Jersey's new civil partnership law will not replace the need for same sex couples to prepare wills to safeguard their inheritance. The law, which was approved by the States on 12 July, creates a new legal relationship: that of a 'civil partner', which carries mutual rights and obligations to one's civil partner akin to marriage. This new relationship can only be created or ended by certain formalities in the same way as marriage. The law provides for such a relationship only between two people of the same sex, and therefore cannot be used by a heterosexual couple who do not wish to marry.

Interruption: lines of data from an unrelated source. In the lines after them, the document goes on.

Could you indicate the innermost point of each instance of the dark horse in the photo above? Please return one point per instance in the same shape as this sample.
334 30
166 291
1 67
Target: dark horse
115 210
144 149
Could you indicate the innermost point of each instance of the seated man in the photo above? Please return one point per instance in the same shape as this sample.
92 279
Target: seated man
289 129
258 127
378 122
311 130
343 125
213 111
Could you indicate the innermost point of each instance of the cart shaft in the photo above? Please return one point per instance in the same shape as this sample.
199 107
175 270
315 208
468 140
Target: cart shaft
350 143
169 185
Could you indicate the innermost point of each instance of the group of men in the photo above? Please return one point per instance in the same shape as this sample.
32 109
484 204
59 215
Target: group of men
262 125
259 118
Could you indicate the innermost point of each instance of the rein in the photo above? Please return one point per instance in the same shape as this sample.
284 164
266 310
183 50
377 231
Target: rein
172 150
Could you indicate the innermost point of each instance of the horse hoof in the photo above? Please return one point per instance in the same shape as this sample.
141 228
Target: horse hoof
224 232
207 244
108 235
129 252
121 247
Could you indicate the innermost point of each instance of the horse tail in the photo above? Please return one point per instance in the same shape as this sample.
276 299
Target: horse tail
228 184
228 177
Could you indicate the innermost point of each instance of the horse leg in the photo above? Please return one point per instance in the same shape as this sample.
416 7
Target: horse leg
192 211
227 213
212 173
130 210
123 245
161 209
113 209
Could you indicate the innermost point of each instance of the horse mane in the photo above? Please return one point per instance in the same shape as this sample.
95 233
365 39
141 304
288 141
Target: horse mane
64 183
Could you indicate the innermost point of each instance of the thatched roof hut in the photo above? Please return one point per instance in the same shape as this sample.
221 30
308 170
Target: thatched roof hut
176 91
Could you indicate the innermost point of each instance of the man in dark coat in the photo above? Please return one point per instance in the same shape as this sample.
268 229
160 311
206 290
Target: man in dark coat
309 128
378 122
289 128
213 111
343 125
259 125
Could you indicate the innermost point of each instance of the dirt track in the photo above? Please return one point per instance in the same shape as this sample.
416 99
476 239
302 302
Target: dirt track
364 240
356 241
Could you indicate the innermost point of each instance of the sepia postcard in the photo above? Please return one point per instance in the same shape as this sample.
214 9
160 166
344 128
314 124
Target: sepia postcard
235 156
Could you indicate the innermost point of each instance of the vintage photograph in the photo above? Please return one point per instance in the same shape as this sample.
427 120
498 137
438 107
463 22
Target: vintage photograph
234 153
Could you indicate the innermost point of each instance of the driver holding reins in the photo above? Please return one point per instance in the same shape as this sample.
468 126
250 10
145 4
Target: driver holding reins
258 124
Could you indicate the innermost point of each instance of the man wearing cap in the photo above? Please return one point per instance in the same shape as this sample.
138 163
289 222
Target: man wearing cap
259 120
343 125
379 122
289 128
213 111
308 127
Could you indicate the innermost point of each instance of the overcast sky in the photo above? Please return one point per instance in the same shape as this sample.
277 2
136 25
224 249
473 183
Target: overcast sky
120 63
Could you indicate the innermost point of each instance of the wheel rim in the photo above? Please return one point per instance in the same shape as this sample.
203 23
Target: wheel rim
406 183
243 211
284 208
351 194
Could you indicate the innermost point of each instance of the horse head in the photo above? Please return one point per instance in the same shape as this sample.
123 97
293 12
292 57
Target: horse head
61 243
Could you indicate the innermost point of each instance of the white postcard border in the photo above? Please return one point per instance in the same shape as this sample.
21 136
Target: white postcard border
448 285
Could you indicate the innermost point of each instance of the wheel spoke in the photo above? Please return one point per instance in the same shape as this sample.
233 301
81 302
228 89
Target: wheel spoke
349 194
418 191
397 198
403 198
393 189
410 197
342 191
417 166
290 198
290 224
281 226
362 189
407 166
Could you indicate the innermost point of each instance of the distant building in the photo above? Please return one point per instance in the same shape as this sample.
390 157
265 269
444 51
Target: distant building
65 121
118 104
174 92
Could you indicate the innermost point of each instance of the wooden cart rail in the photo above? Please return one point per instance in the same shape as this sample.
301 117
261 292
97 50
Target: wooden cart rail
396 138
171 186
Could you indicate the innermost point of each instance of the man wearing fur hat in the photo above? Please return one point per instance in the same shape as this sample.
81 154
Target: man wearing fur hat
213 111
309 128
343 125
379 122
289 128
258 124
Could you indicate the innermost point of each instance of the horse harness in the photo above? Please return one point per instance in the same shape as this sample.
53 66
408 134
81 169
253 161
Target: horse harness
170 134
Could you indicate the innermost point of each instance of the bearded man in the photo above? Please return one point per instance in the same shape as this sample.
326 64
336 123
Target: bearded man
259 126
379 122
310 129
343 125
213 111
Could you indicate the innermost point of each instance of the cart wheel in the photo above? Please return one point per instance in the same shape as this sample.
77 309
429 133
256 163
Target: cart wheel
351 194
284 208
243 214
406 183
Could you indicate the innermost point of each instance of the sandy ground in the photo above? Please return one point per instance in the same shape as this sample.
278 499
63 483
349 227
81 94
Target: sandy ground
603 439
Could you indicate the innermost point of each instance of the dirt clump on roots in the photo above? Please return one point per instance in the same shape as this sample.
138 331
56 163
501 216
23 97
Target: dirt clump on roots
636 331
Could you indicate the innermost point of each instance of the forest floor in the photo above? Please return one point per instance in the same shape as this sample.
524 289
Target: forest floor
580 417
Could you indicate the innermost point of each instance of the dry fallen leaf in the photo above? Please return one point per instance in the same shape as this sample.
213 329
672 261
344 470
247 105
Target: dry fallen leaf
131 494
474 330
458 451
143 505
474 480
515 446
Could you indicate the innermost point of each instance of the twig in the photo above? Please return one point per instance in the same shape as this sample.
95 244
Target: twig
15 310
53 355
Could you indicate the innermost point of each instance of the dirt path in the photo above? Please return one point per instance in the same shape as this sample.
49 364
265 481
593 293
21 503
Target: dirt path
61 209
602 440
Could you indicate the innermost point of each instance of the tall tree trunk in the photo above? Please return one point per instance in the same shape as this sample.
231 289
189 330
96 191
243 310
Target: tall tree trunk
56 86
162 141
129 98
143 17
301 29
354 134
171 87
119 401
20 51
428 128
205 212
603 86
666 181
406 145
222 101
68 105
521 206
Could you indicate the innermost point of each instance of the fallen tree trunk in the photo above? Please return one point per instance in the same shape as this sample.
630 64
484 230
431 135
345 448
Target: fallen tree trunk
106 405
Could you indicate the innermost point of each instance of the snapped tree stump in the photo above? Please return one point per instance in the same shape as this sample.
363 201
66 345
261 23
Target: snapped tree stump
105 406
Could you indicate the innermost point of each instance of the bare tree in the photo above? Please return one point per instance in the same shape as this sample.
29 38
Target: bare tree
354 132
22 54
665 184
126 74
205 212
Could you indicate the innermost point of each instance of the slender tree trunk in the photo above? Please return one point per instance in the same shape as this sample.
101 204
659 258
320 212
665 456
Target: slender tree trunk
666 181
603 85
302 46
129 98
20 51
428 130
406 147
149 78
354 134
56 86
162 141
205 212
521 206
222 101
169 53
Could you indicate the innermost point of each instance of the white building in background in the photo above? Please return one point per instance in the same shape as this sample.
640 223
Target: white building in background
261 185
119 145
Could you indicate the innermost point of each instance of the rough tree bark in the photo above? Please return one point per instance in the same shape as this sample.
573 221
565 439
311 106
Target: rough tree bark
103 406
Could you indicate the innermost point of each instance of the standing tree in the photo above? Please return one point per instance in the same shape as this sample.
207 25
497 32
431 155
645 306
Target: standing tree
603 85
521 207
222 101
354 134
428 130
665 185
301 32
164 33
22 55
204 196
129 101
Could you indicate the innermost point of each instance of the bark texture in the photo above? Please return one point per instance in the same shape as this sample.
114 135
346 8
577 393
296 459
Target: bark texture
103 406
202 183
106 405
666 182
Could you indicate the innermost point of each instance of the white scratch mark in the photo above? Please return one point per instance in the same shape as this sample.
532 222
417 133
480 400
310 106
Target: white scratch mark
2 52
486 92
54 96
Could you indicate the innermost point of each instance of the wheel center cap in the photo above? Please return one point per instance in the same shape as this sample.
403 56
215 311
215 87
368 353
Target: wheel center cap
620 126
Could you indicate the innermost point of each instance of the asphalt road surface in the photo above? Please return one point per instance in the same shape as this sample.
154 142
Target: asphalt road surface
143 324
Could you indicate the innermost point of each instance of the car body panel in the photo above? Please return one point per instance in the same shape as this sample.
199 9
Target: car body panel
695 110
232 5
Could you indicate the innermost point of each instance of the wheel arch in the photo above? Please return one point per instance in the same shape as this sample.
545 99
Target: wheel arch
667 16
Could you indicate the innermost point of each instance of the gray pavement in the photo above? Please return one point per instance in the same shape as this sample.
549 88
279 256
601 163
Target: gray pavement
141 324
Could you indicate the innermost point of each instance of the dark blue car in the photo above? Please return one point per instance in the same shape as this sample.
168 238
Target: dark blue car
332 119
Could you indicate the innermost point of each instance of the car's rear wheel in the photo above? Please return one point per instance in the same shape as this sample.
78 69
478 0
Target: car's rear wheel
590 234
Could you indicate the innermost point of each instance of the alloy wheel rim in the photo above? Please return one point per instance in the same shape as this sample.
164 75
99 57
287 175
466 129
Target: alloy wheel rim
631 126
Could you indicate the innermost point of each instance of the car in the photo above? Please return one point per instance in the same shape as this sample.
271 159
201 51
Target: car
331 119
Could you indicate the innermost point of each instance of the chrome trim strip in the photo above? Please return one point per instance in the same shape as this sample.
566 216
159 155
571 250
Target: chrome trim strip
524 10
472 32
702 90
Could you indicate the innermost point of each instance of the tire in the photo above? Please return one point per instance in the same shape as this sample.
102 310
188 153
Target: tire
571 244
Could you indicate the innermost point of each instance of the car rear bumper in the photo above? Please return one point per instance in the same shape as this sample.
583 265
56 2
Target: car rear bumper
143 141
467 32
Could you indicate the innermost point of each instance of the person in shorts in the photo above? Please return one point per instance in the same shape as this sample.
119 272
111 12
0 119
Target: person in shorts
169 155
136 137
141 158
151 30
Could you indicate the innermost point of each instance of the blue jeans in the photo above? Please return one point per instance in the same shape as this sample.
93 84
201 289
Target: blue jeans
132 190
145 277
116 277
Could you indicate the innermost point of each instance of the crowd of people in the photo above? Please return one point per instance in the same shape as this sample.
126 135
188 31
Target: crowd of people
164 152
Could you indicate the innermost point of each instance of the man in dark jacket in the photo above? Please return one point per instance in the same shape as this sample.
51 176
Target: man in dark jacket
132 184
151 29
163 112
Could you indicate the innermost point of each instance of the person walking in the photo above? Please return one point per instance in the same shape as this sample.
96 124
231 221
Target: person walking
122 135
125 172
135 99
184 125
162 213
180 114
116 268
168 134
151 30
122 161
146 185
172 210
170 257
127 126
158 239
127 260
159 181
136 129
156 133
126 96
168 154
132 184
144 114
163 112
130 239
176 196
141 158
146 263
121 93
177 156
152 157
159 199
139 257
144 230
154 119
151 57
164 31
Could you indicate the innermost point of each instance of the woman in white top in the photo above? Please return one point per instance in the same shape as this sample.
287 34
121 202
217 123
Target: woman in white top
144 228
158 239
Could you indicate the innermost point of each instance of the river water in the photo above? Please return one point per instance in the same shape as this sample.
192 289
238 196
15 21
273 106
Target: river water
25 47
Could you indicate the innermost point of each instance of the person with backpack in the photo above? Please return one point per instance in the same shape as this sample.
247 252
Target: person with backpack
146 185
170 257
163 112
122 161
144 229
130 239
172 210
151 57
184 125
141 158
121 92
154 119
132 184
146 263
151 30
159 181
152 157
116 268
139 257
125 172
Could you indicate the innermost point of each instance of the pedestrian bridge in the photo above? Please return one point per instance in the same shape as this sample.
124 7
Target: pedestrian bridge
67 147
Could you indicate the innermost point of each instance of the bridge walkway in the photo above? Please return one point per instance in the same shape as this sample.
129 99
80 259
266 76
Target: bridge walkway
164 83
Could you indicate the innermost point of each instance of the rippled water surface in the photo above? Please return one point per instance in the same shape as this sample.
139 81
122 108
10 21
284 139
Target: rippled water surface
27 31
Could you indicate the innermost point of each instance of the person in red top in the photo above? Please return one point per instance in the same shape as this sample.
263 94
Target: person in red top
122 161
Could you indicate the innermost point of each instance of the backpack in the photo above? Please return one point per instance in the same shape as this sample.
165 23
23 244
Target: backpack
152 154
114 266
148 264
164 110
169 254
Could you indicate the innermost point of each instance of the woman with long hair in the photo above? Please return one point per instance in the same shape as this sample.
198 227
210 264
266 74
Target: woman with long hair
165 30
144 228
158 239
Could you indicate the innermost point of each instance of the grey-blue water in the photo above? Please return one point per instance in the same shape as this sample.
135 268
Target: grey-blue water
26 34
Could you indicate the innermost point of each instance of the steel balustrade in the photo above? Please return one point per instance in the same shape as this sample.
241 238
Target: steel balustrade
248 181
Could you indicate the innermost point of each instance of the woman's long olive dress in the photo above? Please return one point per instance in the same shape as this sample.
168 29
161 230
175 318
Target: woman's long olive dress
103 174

Apart from the creation, and therefore recognition, of this new relationship between a couple of the same sex the next most significant effect in the context of family law is that the new law provides for financial obligations between the civil partners both during and after the end of the relationship and for the support of any children of the family. Careful advice should be sought in relation to the ownership of property, financial agreements entered into in contemplation of or after entering into the partnership and in relation to making wills. An equally important part of the new law is the protection of any children of the family, defined as "any ...child...who has been treated by both of those parties as a child of their family". Article 44 of the new law provides the court with powers identical to those on divorce relating to providing for dependent children.
The new law will also give the same inheritance rights to a civil partner to share in his or her deceased's partner's estate as currently exists between spouses. Although the law is undoubtedly a positive step towards recognising the rights of same sex couples, the benefits of preparing a will remain the same and there is a danger that same sex couples may now believe that the civil partnership now means that this is not necessary. Just as is the case for married couples, the rights of both individuals need the protection that a will offers them and makes explicit all intentions. A will is still a necessity to ensure that an individual's estate is distributed in accordance with their wishes; to address what happens to each partner's estate in circumstances where both die in quick succession as the result of an accident or other unforeseen circumstance; to appoint an executor and, most importantly, to enable matters to be dealt with as quickly and efficiently as possible after death.
Jersey's inheritance law had not previously provided an automatic right to either unmarried partners or same sex couples to share in the estate of their partners, even those who have entered into a civil partnership in another jurisdiction. However that will change for same sex couples when the Civil Partnership (Jersey) Law comes into force.
The content of this article is intended to provide a general guide to the subject matter. Specialist advice should be sought about your specific circumstances.